Drought, some hail, and even some grasshoppers wiped out a lot of pastures and damaged many acres of row crops this summer. Maybe you had to stretch your forage supplies to the limit to feed your cattle. But now you have a new source of feed because you chopped drought damaged corn or beans or some other crop early for silage.
If this describes you and your silage, don't be in a hurry to feed it. It could contain nitrates!
Many times, crops stressed by drought or other factors will contain high levels of nitrates. Making these crops into silage is one good way to reduce toxicity of these nitrates because the fermentation process usually reduces the nitrate content of this feed.

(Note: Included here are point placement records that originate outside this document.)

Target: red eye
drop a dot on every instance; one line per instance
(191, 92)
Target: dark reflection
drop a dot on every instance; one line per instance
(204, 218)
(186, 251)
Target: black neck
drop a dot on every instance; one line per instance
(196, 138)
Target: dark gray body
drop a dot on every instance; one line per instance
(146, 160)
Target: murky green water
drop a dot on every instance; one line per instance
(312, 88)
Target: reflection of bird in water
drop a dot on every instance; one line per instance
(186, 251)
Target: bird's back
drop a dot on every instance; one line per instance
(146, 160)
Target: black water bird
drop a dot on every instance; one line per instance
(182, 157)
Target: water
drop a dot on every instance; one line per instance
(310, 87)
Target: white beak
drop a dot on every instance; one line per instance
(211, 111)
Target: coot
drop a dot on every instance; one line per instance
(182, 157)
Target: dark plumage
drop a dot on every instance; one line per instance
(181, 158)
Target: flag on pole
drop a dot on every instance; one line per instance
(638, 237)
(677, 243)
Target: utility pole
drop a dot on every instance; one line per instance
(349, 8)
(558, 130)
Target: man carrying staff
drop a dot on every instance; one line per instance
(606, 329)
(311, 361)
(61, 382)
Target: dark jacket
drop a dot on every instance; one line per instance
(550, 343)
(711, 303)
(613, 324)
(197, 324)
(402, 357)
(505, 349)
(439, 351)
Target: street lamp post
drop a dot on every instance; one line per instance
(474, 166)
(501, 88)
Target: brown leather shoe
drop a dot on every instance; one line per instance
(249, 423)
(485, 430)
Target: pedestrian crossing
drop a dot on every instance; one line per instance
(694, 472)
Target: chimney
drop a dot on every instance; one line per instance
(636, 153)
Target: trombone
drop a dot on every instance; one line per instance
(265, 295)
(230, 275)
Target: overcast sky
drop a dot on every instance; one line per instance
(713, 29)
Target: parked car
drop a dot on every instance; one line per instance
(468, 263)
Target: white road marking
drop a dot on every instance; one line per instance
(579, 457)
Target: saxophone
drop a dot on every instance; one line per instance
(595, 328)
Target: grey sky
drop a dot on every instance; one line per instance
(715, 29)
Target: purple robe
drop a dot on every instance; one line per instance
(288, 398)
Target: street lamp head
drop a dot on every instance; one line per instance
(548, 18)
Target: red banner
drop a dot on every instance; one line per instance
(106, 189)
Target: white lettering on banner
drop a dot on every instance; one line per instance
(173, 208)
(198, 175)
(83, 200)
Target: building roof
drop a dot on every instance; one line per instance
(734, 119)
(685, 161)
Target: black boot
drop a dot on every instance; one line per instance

However, during the first few days of early fermentation the chopped forage begins to heat, converting those nitrates first into nitrites. And, nitrites are as much as ten times more poisonous to cattle than nitrates. Later, these nitrites are neutralized and converted into other compounds that make them less toxic.
So, if you feed your freshly chopped forage before it has completed its full fermentation cycle, you risk giving your cattle highly poisonous forage filled with nitrites.
This problem is avoided with two simple steps. First, wait three or four weeks after chopping before feeding fresh silage. And two, test your silage for nitrates before feeding. Then feed accordingly.
Having crops and pastures damaged by drought and hail is bad enough. Don't make it worse by feeding toxic silage to your cattle.